As an ultra-compact, rear-drive sports car, the BMW 128i features one of the best formats for an engaging drive. And with the base 3.0-liter inline-six, it is one of the last naturally-aspirated six-cylinder cars to come from the Bavarian brand. With 231 horsepower and 200 pound-feet of torque, the smallest BMW sports car presented its driver with enough power and a sonorous engine note to always draw a smile.

Balanced handling and the short wheelbase make for a communicative feel, and the sense of fine control is sure to delight. Available with either a six-speed automatic or six-speed manual, it has a classic BMW feel. Compliant ride and 50:50 weight distribution only add to the driving engagement.

Base models are short on tech compared to modern models, but that simple setup makes the 128i feel focused. And thanks to its small size and large windows, visibility is infinitely better than most sports cars you’ll find today.

The BMW 135i is the 1 Series’ forgotten sports car

BMW 1 Series, one of the best and most forgotten sports cars
2011 BMW 1 Series | BMW

Unless you’re up on BMW lore, the 1 Series is an easily forgotten sports car, but the 135i might be one of the best models from the brand. It was the lone model at release for a reason: The 135i isn’t about daily driving.
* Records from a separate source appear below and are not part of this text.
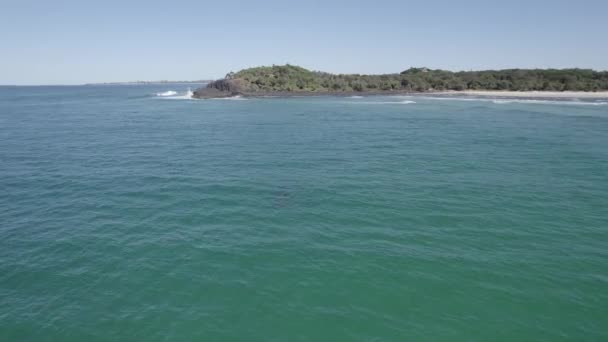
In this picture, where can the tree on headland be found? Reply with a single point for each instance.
(291, 78)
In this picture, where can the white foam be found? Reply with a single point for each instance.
(571, 102)
(384, 102)
(167, 93)
(550, 102)
(173, 95)
(233, 98)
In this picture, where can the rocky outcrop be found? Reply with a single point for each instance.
(219, 88)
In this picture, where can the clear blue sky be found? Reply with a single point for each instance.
(72, 42)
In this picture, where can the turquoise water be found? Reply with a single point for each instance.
(126, 216)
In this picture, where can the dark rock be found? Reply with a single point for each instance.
(219, 88)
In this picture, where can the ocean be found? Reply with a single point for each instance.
(133, 213)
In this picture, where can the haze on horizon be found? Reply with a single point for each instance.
(75, 42)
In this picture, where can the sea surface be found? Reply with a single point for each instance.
(133, 213)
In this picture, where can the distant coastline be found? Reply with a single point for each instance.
(530, 94)
(148, 82)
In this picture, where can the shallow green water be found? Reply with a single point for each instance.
(127, 216)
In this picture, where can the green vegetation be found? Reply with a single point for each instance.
(289, 78)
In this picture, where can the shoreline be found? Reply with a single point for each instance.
(465, 93)
(528, 94)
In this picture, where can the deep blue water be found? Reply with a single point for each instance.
(129, 216)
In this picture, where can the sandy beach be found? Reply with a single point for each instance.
(531, 94)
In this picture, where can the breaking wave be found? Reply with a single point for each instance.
(171, 94)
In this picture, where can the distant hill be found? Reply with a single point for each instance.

It’s a sports car at its core, and the N55 turbocharged inline-six is a reflection of that.

Churning out 300 horsepower and 300 pound-feet of torque, it is the Genesis of modern BMW sports cars. It has the same 50:50 weight distribution as the non-turbo model, but with sharpened suspension. The M Performance touches include a lower ride height, stiffer damping, and bigger brakes to compliment the extra power.

Combined with its short wheelbase, though, the 135i isn’t nearly as usable as its little brother. When new, reviews from Car and Driver indicated that the punchy 1 Series had a harsh ride. My test drive of a 135i model gave no reason to dispute that claim.

In all, though, there is something about the turbocharged N55 that the non-turbo 1 Series can’t deliver. For me, engine engagement is as much about torque as it is outright power. The 135i has that in spades thanks to the 100 lb-ft torque bump over its naturally-aspirated brother.

BMW’s best forgotten sports car or overhyped nostalgia?

You could argue that modern takes on the BMW 1 Series are simply nostalgia in overdrive. As modern cars get heavier, uglier, and more complex, enthusiasts pine for the days of raw simplicity. But having driven one, I can say that the 1 Series is for sure one of BMW’s best forgotten sports cars. If nothing else, it ushered in the modern 2 Series lineup that still has everyone’s attention, and that’s worth celebrating.